The love that dare not speak its name indeed. Good grief.
But it wasn’t just that. Maisie was starting to understand very well that the heart just had to go where it wanted to go. She hoped Hilda was happy. She didn’t know anyone who deserved it more.
SIXTEEN
“Ladies! The election is the thirtieth of May. Are you registered to vote?”
“We most certainly are,” Phyllida told their questioner, though with more politeness than the last one who accosted them on their stroll through Hyde Park, as this man’s red boutonniere spoke him for Labour.
“Good on you! Embracing your hard-fought right, as you should. And only one party is determined to uphold the freedom and independence of all young women, be they single or married—”

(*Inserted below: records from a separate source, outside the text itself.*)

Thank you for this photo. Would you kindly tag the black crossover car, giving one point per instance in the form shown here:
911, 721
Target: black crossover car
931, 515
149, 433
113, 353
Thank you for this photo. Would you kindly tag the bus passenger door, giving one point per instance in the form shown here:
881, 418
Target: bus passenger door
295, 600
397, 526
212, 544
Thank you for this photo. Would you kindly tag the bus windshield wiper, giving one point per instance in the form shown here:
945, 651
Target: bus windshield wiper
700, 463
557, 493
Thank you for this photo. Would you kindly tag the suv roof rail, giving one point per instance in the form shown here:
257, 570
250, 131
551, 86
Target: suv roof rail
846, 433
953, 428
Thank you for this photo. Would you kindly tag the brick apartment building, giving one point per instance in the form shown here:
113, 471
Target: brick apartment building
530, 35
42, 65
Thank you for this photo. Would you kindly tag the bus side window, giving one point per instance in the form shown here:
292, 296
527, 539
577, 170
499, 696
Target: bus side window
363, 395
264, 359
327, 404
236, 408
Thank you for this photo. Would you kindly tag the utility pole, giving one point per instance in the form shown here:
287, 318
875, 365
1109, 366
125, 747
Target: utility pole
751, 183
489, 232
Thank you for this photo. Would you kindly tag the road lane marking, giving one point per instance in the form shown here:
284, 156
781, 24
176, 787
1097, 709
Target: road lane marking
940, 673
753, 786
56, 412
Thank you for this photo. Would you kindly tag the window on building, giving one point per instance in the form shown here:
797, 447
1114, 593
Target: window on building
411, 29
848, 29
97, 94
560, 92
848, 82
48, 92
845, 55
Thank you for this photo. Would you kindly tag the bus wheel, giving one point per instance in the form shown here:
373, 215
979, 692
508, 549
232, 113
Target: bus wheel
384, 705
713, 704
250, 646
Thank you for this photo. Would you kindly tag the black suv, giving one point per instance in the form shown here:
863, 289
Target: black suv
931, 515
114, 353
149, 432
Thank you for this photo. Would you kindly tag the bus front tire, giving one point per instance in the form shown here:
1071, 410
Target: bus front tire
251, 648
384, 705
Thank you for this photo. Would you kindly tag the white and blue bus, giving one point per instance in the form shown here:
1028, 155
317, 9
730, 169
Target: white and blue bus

“Labour, yes, though in fact the Liberals claim to be our champions as well. And the Conservatives, too, though I sense they wish to be seen as protectors.”
“But you wish your interests protected, not your person, of which you can tend yourself, I think,” the party man said.
“Oh! You are good!” Phyllida complimented him. “Give us a pamphlet, then, and we’ll read it over with care.”
Phyllida pawed through it as she and Maisie ambled on down the path.
“Really, Phyllida, that’s got to be the fifteenth pamphlet you’ve taken.”
“Yes, I’m hoping to paper a wall with them soon.”
It was hard not to be excited. All the newspapers, noticeboards, and public walls were emblazoned with the upcoming election and aimed particularly at this enormous new crop of voters, courteous of their intelligence and thoughtfulness and pleased for their independence of mind and spirit—and determined to win them to a particular party and hold them there forever.
Maisie and Phyllida claimed a free bench by the lake, with a good view of boys staging a race between paper sailboats.